Objective: To study the impact of intrauterine growth restriction (IUGR) on anti-angiogenesis, by determining and comparing circulating levels of the potent anti-angiogenic factor endostatin, in full-term IUGR (under the 10th customized centile) and appropriate for gestational age (AGA) fetuses, neonates, as well as their mothers, granted that IUGR implies hypoxia and endostatin is down-regulated by the latter.
Methods: In 20 IUGR cases (mainly due to hypertension or preeclampsia) and 20 AGA controls we determined circulating endostatin levels, by enzyme immunoassay in the serum of mothers (MS), umbilical cords (UC-mixed arteriovenous blood)-representing the fetal state, and asymptomatic neonates on day 1 (N1) and 4 (N4) of life-signifying transition and stabilization to extrauterine life, respectively.

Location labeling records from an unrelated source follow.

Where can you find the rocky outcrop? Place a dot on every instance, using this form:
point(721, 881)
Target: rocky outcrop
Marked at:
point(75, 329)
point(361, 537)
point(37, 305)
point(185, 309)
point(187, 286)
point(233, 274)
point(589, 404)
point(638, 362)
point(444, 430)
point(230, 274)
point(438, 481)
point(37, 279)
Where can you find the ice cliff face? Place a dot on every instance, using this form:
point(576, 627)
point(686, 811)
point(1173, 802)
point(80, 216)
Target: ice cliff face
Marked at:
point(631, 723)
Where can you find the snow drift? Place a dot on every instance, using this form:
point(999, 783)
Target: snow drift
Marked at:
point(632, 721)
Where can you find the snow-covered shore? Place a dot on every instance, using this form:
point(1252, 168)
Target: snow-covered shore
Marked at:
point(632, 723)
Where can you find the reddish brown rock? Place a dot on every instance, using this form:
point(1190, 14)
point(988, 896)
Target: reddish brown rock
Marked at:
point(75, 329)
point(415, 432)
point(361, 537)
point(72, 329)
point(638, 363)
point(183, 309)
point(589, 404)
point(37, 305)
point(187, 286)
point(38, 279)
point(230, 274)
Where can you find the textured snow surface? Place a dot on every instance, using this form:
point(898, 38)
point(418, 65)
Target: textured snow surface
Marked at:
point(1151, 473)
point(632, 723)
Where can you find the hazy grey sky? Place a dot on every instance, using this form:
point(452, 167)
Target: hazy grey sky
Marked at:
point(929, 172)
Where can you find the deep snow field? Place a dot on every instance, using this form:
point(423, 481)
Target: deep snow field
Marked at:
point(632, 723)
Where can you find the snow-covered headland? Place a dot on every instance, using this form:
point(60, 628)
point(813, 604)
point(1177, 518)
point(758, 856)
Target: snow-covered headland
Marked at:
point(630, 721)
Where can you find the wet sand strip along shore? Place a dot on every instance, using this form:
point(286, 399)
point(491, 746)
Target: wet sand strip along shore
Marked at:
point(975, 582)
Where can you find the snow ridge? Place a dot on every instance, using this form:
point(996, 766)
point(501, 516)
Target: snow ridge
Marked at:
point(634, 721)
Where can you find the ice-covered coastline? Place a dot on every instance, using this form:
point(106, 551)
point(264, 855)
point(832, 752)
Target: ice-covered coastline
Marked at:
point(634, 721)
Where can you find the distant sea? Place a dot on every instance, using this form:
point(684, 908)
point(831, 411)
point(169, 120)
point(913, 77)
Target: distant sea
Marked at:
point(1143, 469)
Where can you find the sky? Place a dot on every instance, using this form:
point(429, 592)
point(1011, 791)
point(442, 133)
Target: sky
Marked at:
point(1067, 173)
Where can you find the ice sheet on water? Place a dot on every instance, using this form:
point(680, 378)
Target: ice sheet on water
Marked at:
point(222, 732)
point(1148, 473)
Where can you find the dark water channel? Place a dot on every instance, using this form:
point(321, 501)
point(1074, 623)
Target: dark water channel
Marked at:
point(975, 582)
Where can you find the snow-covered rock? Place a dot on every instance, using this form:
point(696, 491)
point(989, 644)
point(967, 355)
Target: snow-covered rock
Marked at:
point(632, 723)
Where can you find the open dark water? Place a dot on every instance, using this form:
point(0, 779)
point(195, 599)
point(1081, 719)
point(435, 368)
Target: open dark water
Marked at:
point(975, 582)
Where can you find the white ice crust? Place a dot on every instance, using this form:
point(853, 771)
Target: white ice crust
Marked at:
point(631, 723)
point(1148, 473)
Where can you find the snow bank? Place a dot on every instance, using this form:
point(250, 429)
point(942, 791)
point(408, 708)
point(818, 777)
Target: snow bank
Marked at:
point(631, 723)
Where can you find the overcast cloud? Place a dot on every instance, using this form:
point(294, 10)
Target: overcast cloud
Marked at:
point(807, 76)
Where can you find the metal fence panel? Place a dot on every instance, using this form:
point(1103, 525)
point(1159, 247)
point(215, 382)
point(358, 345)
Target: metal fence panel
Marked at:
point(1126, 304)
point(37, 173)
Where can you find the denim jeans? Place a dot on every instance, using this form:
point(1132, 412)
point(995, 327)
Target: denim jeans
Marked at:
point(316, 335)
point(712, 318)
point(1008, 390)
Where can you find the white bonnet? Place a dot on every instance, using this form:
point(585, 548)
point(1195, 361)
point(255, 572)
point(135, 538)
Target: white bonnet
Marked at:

Results: Endostatin levels were significantly higher in AGA than IUGR UC, N1, and N4 (P <.0000, P = .0006, P = .024, respectively). Furthermore, UC endostatin levels positively correlated with the customized centiles of the infants (Spearman correlation coefficient 0.69, P = .00001).
Conclusions: IUGR is characterized by lower circulating endostatin concentrations in the fetus and neonate, possibly because under lower oxygen concentrations an unbalanced state of angiogenesis stimulators versus inhibitors takes place.